## Archive for the ‘Stanislaw Ulam’ Tag

### Some really big prime number just got found

Mathematicians at UCLA have just discovered a prime number with almost 13 million digits. Prime numbers, of course, are only divisible by themselves and one; it has been known since Euclid in the third century BCE that there are an infinite number of prime numbers.

However, this is a special type of prime number called a Mersenne Prime. Named for 17th century French mathematician Marin Mersenne, these numbers are simply one less than a power of two (2^n – 1). Only 47 have been discovered to date, all but ten of them first identified since the start of the 20th century. Incidentally, the largest currently known prime number happens to be a Mersenne Prime: 2^{43,112,609} − 1.

Math people get *really* excited over these numbers and when new ones are discovered. I don’t see why. There is no practical use for these numbers. What’s the big deal? I could just as easily make up the “Jacob Prime” which, uh, is… three four less than a power of two. Wow; how special is that? Yeah, okay, it sucks—but that’s my point.

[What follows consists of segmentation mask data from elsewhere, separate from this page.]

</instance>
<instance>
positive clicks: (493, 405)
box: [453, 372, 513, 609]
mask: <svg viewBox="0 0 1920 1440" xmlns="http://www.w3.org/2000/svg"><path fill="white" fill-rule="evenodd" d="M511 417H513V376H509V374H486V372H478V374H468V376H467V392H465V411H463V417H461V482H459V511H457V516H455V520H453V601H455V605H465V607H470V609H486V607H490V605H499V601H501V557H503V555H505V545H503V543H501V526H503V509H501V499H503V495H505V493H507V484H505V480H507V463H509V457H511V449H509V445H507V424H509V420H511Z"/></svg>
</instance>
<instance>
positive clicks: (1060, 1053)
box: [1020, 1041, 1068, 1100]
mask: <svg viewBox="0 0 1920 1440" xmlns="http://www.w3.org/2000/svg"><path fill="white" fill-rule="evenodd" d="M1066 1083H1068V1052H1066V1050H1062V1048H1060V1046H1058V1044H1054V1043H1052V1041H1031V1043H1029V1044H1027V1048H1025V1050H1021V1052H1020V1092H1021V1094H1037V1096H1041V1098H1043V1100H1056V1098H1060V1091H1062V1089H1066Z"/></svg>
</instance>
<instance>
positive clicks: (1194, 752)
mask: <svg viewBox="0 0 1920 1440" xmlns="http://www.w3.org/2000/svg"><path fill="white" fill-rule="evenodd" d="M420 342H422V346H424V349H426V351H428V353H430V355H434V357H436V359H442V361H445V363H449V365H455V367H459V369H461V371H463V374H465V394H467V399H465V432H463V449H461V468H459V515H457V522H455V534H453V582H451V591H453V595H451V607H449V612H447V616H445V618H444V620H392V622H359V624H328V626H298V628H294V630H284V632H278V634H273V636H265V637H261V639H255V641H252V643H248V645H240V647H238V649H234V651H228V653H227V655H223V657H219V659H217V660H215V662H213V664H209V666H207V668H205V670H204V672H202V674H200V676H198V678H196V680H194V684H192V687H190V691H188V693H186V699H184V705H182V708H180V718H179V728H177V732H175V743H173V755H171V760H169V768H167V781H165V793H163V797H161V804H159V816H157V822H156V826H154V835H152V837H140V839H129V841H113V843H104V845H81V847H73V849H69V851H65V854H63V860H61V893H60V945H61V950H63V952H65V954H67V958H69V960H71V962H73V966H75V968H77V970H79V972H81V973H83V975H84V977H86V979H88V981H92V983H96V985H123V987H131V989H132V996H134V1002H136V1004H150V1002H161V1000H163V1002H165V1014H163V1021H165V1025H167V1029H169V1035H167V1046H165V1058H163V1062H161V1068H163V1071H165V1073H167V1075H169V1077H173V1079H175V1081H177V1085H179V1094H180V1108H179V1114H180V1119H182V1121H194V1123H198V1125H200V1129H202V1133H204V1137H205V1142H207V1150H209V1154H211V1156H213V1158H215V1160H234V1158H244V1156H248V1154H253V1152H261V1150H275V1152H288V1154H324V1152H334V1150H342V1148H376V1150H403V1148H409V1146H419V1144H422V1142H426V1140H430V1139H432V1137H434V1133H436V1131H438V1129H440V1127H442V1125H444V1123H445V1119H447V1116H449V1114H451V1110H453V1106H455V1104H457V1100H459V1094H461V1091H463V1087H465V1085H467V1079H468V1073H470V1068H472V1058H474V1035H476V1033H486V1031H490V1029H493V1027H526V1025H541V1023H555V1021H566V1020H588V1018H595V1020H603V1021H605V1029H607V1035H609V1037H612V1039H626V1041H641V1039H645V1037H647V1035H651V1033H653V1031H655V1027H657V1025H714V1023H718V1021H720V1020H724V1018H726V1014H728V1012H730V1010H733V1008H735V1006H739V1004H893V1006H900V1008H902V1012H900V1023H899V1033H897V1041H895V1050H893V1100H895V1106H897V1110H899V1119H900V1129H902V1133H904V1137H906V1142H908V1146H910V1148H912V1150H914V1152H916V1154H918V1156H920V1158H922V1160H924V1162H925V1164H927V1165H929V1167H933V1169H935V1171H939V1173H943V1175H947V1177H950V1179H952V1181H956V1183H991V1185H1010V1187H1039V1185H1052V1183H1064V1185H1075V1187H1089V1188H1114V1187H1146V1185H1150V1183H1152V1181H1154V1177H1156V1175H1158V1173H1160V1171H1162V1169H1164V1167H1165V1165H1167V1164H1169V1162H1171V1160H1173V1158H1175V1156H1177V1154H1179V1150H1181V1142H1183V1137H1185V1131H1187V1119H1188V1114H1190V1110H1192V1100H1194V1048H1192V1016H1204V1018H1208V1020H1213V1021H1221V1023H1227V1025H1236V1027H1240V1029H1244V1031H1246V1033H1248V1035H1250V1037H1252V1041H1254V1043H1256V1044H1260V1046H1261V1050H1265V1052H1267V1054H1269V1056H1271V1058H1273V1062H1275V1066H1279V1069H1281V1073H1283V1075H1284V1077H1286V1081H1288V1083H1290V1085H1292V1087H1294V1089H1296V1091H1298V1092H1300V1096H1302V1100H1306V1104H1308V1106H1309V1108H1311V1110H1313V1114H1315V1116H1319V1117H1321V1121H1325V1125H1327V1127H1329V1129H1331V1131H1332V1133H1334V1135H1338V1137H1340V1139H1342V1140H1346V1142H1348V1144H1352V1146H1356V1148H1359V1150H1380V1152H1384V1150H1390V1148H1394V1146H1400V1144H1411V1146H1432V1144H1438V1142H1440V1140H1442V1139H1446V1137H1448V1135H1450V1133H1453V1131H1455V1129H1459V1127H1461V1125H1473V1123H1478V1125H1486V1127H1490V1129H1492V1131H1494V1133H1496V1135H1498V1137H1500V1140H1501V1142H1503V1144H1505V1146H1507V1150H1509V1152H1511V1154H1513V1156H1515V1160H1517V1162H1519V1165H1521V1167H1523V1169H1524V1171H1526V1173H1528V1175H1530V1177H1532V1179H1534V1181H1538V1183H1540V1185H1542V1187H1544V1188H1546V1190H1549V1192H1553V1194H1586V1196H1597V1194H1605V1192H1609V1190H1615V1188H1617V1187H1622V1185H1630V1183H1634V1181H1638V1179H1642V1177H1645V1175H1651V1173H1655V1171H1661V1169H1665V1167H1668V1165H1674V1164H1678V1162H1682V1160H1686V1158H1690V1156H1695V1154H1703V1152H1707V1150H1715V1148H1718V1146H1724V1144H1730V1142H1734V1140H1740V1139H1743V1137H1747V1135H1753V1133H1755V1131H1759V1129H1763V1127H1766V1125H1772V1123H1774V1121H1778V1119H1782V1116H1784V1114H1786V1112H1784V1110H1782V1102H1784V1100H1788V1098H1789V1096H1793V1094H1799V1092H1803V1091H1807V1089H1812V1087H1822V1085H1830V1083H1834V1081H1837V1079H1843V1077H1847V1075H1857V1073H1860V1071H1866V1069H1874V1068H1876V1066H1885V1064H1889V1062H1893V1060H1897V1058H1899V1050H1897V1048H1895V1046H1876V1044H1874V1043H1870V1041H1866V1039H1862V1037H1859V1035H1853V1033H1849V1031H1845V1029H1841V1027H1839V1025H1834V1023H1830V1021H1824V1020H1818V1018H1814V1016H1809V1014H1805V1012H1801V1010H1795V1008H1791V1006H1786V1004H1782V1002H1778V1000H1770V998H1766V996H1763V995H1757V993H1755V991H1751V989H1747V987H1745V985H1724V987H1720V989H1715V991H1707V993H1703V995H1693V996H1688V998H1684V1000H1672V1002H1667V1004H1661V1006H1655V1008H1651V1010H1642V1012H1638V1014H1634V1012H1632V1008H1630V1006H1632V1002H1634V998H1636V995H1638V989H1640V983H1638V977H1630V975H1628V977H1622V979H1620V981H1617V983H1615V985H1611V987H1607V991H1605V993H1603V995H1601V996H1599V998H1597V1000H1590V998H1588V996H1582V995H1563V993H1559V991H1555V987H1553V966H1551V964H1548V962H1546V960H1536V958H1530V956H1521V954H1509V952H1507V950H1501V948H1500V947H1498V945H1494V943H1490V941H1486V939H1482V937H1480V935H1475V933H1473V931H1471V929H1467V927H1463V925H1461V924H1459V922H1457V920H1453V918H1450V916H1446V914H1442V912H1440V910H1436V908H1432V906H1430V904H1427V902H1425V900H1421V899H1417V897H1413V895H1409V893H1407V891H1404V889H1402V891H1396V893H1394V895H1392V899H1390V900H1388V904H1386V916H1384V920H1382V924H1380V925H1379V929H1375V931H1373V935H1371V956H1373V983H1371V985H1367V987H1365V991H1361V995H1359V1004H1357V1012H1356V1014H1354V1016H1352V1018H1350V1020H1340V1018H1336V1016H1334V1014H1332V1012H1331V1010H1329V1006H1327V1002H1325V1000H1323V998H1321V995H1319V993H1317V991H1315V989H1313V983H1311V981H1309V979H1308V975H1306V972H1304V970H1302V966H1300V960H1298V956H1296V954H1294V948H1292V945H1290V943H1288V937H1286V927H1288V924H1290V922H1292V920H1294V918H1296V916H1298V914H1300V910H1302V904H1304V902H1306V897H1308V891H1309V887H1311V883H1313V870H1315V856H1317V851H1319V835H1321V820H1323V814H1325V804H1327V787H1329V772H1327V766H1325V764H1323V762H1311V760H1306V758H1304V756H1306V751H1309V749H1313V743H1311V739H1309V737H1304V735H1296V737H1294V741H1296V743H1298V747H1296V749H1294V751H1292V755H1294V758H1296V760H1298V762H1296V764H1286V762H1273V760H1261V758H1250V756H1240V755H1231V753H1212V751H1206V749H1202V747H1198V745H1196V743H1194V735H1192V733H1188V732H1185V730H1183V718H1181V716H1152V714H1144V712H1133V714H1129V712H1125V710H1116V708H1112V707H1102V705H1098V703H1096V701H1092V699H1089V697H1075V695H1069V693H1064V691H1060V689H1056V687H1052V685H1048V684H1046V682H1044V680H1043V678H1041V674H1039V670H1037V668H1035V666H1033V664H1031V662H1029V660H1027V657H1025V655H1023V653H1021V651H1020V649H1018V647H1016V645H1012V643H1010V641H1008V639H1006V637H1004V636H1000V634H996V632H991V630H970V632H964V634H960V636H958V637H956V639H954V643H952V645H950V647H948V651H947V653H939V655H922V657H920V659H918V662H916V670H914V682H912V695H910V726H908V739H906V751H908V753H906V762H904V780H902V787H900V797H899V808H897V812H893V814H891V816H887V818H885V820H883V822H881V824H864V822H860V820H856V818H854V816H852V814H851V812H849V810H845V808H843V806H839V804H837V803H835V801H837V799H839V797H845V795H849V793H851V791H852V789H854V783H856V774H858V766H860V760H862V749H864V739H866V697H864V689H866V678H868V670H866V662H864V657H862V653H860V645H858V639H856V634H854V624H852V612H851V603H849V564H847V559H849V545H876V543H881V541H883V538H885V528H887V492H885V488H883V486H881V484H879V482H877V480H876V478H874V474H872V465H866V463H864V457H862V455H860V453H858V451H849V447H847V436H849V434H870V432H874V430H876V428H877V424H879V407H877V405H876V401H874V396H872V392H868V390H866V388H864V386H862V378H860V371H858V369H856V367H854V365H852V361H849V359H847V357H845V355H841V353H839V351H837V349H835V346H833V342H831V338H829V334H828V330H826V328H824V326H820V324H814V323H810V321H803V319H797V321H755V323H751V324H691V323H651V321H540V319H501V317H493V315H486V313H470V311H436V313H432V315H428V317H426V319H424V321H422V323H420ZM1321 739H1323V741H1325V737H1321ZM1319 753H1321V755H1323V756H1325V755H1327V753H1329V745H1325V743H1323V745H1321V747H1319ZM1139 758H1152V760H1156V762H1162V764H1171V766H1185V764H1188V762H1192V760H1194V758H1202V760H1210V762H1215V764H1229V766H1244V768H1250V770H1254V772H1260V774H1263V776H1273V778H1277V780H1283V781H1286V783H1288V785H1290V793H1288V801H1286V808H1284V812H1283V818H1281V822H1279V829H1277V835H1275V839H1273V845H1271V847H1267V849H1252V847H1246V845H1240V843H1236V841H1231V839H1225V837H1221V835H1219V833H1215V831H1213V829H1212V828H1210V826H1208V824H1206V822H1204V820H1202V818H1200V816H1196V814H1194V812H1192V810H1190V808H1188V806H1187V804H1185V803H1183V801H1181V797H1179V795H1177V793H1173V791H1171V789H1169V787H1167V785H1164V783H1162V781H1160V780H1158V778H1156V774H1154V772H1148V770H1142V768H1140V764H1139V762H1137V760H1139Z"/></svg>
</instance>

But I don’t dislike prime numbers. One thing about them that I do find very interesting is the Ulam spiral phenomenon, named after its discoverer, Polish mathematicial Stanislaw Ulam. He stumbled upon them while at doodling at a really boring meeting (probably where they were discussing Mersenne Primes) and you can produce the phenomenon this way: (1) write down *all* integers starting at one point and spiraling outward (see firgure 1 below) and then (2) either circling, as Ulam did, all the primes, or, as below, removing all the non primes (see figure 2).

Once you have done enough numbers—and it doesn’t take many—you’ll see that the prime numbers tend to occur along orthogonal lines. See, for instance, the lines formed by 3-13-31, 41-19-5, and 19-7-23-47 in figure 2.

All prime numbers, except for 2, are odd numbers; and since in the Ulam spiral adjacent diagonals are alternatively odd and even numbers, it is not surprising that all prime numbers lie in alternate diagonals. However, what *is* surprising is the tendency of prime numbers to lie on some diagonals more than others; there is no apparent reason for this to be. This tendency occurs on any scale and regardless of what integer you start with at the middle. At right is a 200 x 200 grid of numbers and the effect is clearly seen. I am furthermore told that, at sufficient distances from the center, horizontal and vertical lines also become evident.

This effect is built into the nature of numbers, it’s not something that some guy just made up. Admittedly, it’s no more useful than Mersenne primes, but it’s a whole lot cooler and doesn’t take huge amounts of computing power to play around with—just grab a piece of paper and a pen!

Anyway, those guys who found the 13 million digit Mersenne prime are going to win $100,000 (I told you, mathematicians go nuts over these things). I’ll give a nickel to whoever finds the first Jacob prime with more than 1207 digits. Start your calculators!